会話は人工知能(AI)と、それがより広いテック分野に与える影響へ移った。ベレジンは、混乱がソフトウェアの段階を大きく超えており、いまやソーシャルメディア企業を脅かすところまで来ていると詳述した。彼は、AIエージェントがますますユーザーに直接コンテンツを届けるようになり、InstagramやYoutubeのようなプラットフォームの価値が、目的地から単なるコンテンツ保管庫へと下がってしまう可能性があると論じた。

AIハードウェアについてベレジンは、Caltechの研究をめぐるウォール・ストリート・ジャーナルの記事を引き合いに出し、大規模言語モデル(LLM)の計算コストが大幅に低下していることを示した。彼はインターネットのインフラにたとえて並べた。データ送信は25年で累計のペースとして約500,000%も伸びたのに対し、そのインフラへの支出はGDPに占める割合としては低下してきたという。彼は、AIも同様の道をたどり、データセンターでの投資として見込まれている数兆ドル規模の支出は不要になるかもしれないと言った。

「皮肉なことに、最終的にはAIが力を与えた世界になったとしても、そのためにデータセンターに数兆ドルのような金額が必要になるわけではない、ということになり得るんだ」と彼は述べた。

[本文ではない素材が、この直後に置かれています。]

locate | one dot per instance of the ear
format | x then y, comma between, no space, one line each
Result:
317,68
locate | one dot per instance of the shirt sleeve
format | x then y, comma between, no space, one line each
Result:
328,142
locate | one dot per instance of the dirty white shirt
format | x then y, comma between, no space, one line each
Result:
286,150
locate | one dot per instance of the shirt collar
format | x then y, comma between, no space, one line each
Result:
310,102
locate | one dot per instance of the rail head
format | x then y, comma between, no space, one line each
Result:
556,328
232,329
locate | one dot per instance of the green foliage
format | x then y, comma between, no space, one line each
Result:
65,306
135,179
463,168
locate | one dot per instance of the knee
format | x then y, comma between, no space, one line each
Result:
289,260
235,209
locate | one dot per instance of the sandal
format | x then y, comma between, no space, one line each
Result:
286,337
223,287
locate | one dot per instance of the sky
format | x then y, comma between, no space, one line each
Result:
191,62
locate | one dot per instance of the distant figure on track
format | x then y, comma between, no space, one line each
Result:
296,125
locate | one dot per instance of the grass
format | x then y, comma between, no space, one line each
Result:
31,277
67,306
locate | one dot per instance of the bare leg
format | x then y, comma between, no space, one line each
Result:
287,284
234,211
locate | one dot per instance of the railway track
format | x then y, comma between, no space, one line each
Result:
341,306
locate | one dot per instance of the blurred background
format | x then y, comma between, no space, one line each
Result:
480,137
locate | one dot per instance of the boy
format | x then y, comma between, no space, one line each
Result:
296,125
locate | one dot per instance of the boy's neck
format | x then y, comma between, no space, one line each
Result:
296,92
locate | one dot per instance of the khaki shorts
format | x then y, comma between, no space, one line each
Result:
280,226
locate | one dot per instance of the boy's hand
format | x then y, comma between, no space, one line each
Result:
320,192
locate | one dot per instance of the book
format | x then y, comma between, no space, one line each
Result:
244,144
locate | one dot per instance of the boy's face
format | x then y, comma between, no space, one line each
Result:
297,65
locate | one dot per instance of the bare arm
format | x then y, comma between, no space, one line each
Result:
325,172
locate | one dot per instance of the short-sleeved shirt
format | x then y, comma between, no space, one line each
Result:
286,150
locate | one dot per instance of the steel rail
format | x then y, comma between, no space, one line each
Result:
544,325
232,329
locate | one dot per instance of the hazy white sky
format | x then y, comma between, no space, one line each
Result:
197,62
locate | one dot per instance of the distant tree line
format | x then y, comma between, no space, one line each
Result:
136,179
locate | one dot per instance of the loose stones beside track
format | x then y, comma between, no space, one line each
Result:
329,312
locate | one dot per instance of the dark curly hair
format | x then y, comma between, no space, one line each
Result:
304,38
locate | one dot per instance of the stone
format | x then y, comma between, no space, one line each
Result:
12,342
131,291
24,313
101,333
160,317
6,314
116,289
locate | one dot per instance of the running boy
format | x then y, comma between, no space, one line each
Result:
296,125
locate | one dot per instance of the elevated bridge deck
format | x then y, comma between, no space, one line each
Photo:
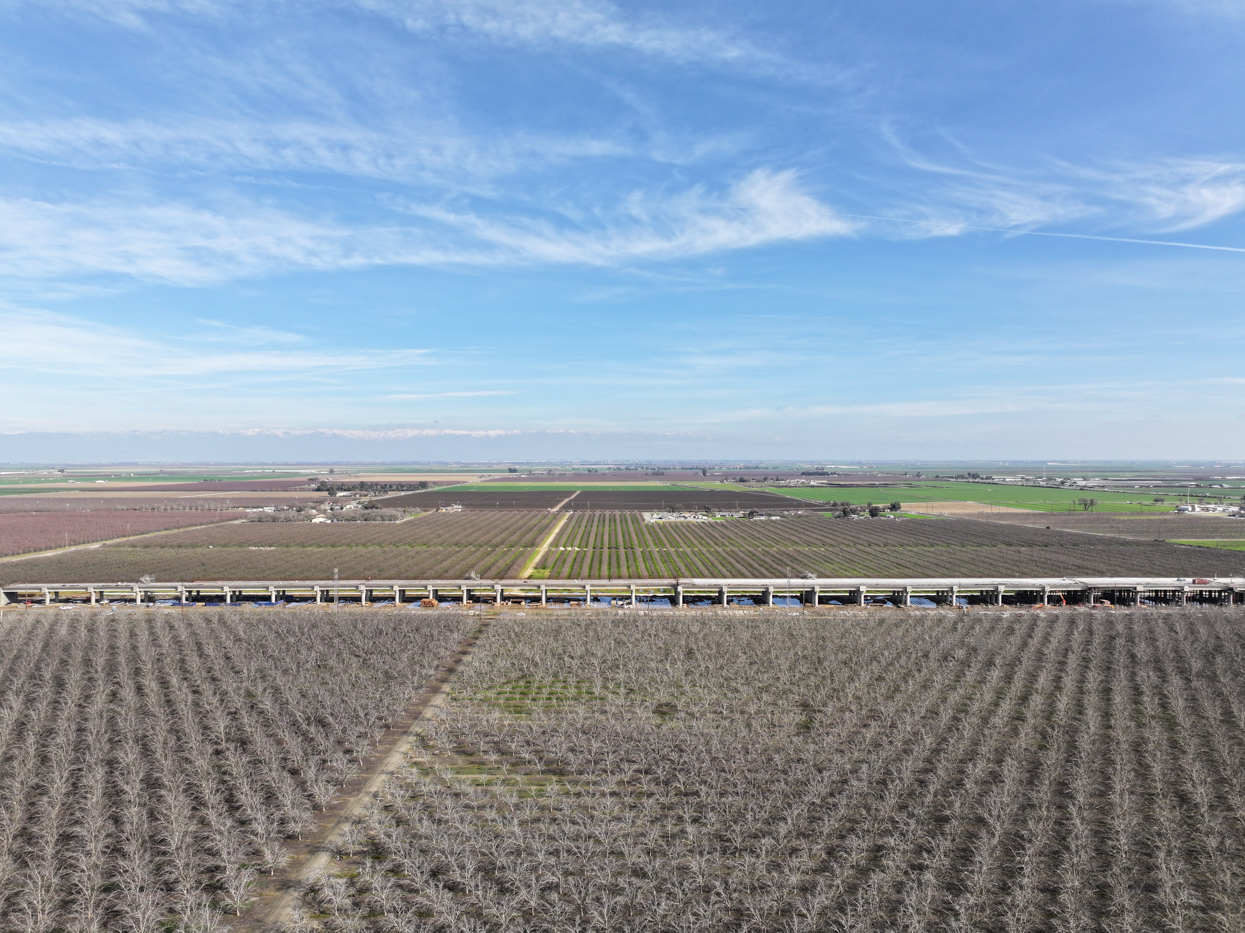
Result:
902,592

ベレジンは、そのシナリオは短期的には銅やベースメタルにとって弱気的だが、長期的には潜在的に強気になり得ると語った。なぜなら、本物のAI主導による生産性向上が最終的に、有限であり続ける物理的資源への需要を生み出すからだ。

SpaceX、OpenAI、そしてAnthropicを含む2026年のIPOが想定されることについて尋ねられたとき、ベレジンは、押しつけられた場合にはアンスロピックが自分の選びだと述べた。ビジネス向けAIサービスでの位置づけと、計算コストが低いことから得られる優位性を挙げた。彼はまた、IPOが大きく波のように押し寄せる局面は、しばしばセクターの天井を示すと注意した。

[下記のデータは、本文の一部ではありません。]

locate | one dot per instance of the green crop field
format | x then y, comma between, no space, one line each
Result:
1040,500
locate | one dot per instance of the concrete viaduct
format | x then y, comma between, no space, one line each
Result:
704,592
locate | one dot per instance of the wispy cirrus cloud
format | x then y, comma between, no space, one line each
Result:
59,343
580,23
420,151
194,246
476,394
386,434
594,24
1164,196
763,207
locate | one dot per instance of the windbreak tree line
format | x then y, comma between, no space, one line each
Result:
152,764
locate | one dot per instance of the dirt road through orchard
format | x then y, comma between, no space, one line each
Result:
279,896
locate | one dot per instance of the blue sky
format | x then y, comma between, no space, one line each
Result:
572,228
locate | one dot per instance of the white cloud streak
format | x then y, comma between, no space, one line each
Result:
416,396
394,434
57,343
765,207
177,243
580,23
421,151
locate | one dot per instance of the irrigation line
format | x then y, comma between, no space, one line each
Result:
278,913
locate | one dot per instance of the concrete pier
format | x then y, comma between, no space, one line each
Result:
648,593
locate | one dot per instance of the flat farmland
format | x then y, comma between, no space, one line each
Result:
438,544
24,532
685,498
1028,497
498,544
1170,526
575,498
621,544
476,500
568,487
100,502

彼は、AIが全エントリーレベルのホワイトカラー職の半分をなくし、失業率を5年以内に10%から20%へ押し上げ得るとするアンスロピックのCEO、ダリオ・アモデイの警告に対し、強く反論した。ベレジンは、生産性の向上は均衡(エクイリブリアム)の中で所得の向上へとつながることを経済学者は知っている、と強調した。そして、その結果として生じ得る不平等は、失業が急激に悪化するのを防ぐ財政・金融政策の対応を引き起こす可能性が高い、と述べた。